Ружьем у нас выступал отдел кадров, он же «отдел русского стаффа». Кадры решали все: они проверяли кандидата на входе в компанию, и от них же зависело, когда сотрудника попросят на выход. Нам, понятно, вдалбливали, что хороший парень всегда на хорошем счету и ему волноваться не о чем: соблюдай Кодекс, не нарушай, не жалуйся, не ругай… Но публика давно заметила: фиг там. Известные болтуны и признанные хулиганы могут отделаться штрафами – если болтовня умеренно обидна для пиндосов, а дурацкие выходки случаются подальше от конвейера. А незаметного трудягу вдруг уволят очень вежливо без объяснения причин, и он не поймет, за что, и никто не поймет. А другой сам уволится, выразительно молча, и только в ответ на прямой вопрос кивнет (просто кивнет, без лишнего слова): да, вызывали к кадровику и посоветовали уйти по-хорошему. И тоже не поймешь, в чем его вина.

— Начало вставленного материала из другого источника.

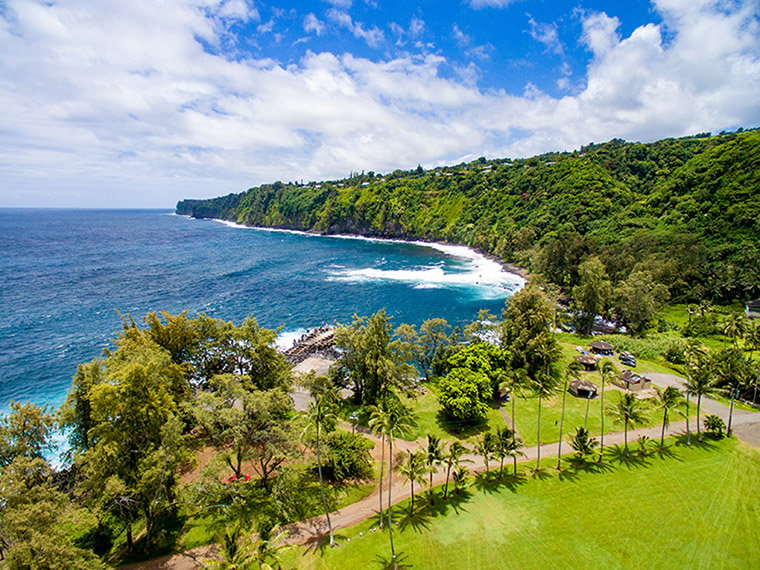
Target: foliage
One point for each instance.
(347, 456)
(463, 393)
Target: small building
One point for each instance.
(752, 308)
(601, 347)
(582, 388)
(588, 361)
(631, 381)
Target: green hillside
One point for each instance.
(686, 210)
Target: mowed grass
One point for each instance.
(689, 508)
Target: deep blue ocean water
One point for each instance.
(64, 274)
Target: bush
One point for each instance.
(464, 393)
(347, 456)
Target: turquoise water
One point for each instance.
(66, 273)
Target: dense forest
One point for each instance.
(684, 212)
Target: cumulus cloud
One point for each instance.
(136, 103)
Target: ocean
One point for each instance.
(67, 275)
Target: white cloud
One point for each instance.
(116, 104)
(478, 4)
(373, 36)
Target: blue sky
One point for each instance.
(142, 103)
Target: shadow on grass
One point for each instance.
(386, 562)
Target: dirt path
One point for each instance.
(312, 531)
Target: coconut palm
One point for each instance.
(433, 457)
(486, 447)
(321, 416)
(267, 549)
(398, 421)
(702, 383)
(582, 443)
(453, 458)
(668, 399)
(606, 370)
(571, 371)
(628, 412)
(544, 384)
(377, 422)
(413, 469)
(693, 352)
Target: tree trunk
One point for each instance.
(561, 424)
(538, 437)
(390, 507)
(382, 465)
(601, 444)
(322, 492)
(699, 430)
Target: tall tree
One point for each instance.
(413, 468)
(423, 346)
(433, 458)
(606, 370)
(571, 371)
(321, 417)
(453, 459)
(628, 412)
(667, 400)
(371, 362)
(592, 294)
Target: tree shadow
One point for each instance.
(386, 562)
(617, 454)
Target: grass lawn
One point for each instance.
(689, 508)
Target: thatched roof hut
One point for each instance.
(601, 347)
(588, 361)
(582, 388)
(632, 381)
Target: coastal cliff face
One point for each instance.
(687, 209)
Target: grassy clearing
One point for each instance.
(688, 508)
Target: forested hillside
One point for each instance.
(687, 211)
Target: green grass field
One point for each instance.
(689, 508)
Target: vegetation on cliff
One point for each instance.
(686, 211)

Логика кадров не поддавалась логике. Поэтому русский стафф побаивался их – как боятся неведомого. Работали в кадрах серенькие незаметные клерки, все на одно скучное лицо, и оставалось оно небитым именно из-за страха. Михалыч говорил, что, как увидит менеджера по персоналу, сразу чешется рука отрихтовать менеджеру персоналию – но боязно. А уж если Михалычу боязно…
Удивительным образом шеф этого страшного отдела, тучный веселый дядька, был среди русского стаффа популярен и даже, не побоюсь сильного выражения, любим. Манеру общения предпочитал грубовато-ласковую, хотя мог и морозу нагнать. Считали его чуть ли не защитником угнетенного рабочего класса от пиндосских капиталистических сволочей. Кстати, имелись к тому предпосылки, о чем при случае расскажу.